Além do calor acima do normal, o fenômeno também deve provocar episódios de chuva persistente em várias regiões do Paraná. Pode acontecer alguns eventos de dois a três dias com chuvas mais persistentes que podem levar a alagamentos”, alertou.

De acordo com o meteorologista, o fenômeno já pode ser classificado entre forte e muito forte. “Hoje a gente pode falar em El Niño forte a muito forte. Está na borda entre forte e muito forte. Com certeza teremos impactos, com mais influência na primavera, porque normalmente já chove muito”, destacou.

Meteorologista Reinaldo Kneib em explicação sobre o fenômeno El Niño (Foto: Geovane Barreiro – Nosso Dia)

A expectativa é de períodos mais longos de instabilidade, com vários dias consecutivos de chuva e temperaturas mais elevadas do que o habitual. Chuvas mais frequentes e vários dias consecutivos”, reforçou.

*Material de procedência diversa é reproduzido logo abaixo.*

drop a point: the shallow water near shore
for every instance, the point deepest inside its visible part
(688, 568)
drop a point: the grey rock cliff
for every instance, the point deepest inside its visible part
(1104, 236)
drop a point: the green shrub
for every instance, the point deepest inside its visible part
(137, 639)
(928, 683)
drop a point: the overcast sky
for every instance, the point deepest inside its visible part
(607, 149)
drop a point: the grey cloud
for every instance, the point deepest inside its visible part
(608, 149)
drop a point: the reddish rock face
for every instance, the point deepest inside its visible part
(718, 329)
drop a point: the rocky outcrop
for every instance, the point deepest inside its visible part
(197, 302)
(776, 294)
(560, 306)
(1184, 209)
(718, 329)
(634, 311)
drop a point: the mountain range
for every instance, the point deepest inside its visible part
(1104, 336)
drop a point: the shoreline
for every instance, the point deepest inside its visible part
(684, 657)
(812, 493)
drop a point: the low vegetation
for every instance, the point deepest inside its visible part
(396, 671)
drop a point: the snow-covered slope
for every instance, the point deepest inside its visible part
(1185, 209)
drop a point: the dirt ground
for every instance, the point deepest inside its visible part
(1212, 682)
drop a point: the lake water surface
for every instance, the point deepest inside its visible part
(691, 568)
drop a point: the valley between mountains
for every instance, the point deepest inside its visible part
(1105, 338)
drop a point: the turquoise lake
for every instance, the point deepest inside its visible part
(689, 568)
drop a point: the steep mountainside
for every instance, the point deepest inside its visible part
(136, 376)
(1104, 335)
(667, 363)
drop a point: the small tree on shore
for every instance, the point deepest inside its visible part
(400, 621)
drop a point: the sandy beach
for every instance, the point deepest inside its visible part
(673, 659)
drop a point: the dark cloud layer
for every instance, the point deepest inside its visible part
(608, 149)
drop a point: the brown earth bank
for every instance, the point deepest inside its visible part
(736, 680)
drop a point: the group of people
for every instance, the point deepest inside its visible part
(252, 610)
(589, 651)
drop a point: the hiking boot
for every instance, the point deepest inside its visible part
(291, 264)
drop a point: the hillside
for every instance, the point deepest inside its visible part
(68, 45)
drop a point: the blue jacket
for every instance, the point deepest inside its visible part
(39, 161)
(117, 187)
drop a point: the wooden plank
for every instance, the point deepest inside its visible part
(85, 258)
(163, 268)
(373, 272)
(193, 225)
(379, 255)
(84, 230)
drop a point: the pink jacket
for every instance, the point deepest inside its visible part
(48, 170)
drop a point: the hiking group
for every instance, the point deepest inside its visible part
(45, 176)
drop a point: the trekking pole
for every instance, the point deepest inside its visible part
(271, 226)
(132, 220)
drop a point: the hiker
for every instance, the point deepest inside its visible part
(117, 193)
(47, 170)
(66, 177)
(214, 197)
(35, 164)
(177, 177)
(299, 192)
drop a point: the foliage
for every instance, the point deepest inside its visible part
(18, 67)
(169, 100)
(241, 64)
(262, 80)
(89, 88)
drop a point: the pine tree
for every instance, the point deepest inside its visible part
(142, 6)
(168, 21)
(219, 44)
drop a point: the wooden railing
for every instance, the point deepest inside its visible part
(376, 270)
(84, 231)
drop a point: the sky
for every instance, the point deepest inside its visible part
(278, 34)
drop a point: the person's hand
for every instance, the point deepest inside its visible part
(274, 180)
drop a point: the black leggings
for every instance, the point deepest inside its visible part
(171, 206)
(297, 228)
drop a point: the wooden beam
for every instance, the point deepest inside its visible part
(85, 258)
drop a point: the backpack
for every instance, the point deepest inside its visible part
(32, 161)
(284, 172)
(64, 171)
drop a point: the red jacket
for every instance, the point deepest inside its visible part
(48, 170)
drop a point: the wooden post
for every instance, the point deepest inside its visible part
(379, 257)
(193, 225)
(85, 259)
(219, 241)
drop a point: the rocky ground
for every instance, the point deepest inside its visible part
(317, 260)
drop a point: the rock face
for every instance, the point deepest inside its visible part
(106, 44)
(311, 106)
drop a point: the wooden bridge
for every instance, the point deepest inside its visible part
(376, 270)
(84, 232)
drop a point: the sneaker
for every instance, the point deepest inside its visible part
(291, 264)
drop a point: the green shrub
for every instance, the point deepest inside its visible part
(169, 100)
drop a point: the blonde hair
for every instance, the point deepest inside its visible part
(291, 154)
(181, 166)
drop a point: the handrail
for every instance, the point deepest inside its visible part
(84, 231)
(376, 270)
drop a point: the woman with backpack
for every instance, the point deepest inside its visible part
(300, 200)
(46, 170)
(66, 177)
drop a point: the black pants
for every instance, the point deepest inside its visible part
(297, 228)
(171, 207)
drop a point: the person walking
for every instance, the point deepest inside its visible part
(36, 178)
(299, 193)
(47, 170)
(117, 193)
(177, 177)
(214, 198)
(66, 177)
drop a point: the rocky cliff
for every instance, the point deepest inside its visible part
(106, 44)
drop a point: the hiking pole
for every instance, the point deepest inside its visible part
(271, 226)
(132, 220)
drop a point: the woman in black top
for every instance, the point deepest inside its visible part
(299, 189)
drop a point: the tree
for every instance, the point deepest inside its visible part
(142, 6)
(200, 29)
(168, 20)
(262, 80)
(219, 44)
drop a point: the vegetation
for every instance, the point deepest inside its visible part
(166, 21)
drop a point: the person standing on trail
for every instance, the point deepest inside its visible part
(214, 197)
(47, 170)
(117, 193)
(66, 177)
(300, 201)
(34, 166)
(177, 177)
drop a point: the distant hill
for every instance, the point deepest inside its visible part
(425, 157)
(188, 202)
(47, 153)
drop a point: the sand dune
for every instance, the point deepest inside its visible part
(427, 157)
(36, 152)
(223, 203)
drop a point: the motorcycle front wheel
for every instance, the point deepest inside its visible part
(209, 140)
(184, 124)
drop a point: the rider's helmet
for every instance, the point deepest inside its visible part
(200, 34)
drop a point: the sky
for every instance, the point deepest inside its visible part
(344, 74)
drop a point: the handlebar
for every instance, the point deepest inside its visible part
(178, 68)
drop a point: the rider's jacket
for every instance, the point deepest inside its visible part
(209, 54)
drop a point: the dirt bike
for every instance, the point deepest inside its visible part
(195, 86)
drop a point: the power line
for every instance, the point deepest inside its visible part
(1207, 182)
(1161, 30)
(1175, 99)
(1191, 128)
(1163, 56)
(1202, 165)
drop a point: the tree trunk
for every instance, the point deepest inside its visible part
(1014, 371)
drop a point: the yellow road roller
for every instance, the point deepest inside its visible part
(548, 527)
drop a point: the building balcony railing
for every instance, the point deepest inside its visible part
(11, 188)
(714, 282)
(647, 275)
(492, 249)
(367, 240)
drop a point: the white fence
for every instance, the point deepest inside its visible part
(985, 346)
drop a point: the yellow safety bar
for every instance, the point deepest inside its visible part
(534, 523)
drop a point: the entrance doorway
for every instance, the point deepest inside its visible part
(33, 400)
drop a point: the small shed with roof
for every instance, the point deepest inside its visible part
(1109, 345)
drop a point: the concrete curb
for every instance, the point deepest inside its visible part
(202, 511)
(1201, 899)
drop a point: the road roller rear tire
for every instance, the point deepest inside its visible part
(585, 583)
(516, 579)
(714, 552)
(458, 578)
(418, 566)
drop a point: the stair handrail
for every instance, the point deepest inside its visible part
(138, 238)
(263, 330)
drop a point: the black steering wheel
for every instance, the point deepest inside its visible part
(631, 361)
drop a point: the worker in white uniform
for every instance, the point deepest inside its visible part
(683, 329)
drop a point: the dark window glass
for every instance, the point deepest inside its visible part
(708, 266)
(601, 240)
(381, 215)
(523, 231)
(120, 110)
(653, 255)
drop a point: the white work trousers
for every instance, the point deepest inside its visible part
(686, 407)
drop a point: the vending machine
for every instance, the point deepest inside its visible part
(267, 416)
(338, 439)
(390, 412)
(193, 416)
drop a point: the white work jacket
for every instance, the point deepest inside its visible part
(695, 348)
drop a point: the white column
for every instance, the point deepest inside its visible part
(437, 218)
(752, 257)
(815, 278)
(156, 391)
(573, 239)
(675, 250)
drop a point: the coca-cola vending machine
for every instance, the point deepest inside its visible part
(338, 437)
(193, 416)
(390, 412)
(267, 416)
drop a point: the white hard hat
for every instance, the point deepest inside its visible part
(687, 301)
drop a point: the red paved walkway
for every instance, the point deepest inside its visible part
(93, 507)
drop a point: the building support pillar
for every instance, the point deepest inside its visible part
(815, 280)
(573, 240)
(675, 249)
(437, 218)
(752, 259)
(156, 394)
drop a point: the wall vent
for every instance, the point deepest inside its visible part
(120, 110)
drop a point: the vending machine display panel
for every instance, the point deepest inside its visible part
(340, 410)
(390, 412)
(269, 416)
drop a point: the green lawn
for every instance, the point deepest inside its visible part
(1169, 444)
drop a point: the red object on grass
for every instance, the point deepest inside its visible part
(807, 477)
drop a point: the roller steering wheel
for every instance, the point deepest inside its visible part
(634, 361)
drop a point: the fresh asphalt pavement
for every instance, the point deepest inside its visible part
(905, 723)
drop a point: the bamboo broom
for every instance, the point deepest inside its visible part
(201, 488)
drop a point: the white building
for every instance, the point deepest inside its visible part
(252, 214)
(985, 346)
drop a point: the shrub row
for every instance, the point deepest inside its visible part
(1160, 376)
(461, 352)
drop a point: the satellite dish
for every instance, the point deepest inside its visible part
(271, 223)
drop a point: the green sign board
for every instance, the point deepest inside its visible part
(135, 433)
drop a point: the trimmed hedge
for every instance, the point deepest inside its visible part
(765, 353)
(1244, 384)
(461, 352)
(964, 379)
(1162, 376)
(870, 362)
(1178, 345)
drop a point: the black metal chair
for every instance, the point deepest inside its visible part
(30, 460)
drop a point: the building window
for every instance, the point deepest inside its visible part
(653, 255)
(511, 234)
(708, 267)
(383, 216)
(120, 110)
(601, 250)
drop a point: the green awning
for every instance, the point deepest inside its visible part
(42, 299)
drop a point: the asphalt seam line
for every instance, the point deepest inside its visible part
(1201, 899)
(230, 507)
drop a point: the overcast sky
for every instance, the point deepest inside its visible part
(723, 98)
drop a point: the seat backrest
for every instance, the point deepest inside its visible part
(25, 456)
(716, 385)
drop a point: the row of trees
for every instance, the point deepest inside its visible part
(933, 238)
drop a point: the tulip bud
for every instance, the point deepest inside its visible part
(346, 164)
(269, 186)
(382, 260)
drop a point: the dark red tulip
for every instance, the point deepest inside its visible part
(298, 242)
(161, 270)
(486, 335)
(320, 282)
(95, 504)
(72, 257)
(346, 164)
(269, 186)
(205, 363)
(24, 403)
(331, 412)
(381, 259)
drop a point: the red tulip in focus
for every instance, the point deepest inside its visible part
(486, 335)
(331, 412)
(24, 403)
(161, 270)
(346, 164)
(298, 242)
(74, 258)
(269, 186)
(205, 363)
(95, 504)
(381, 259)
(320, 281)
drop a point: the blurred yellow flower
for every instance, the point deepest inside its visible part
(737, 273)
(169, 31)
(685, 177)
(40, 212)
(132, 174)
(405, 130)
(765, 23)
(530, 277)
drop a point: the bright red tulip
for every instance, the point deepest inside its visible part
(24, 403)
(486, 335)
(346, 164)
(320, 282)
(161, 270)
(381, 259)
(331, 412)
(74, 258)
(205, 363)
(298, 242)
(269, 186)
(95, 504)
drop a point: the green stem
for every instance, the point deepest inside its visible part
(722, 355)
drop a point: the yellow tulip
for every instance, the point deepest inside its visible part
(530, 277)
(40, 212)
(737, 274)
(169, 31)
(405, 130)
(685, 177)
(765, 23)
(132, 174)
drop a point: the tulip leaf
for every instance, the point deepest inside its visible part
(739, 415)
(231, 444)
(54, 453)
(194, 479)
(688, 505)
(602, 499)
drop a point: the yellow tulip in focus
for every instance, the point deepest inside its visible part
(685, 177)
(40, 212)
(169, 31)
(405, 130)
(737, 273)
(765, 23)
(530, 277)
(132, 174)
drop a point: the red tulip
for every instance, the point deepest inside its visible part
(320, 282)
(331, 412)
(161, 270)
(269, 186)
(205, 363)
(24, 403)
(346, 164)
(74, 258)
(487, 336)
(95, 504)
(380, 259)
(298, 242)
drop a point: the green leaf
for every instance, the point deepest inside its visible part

Outro ponto monitorado pelo Simepar é a possibilidade de tempestades mais severas e intensificação de ciclones extratropicais na região Sul do Brasil. “Os ciclones extratropicais podem ser intensificados por ter essa energia. Trabalhamos isso na previsão do tempo, tendência de tempestades mais severas, grande quantidade de raios e isso faz parte da climatologia”, explicou.

Com o cenário previsto, o guarda-chuva deve virar item obrigatório principalmente entre a primavera e o verão. “Inverno será ameno, com menos formação de geada, e na primavera e verão os guarda-chuvas serão essenciais”, disse.

Por outro lado, o El Niño pode trazer benefícios para regiões afetadas pela estiagem no Paraná, especialmente no Norte e Oeste do Estado. “El Niño vai ajudar bastante na região Norte, com a seca desaparecendo no fim do ano e início do ano que vem, assim como no Oeste, recuperando os reservatórios e o solo”, afirmou.

Kneib também chamou atenção para a maior frequência de eventos climáticos extremos observada nas últimas décadas. “Temos notado nos últimos 30 anos que os eventos mais severos estão ficando mais frequentes. Não existe uma conclusão definitiva, mas uma das hipóteses é o aquecimento global contribuindo para essas alterações climáticas”, concluiu.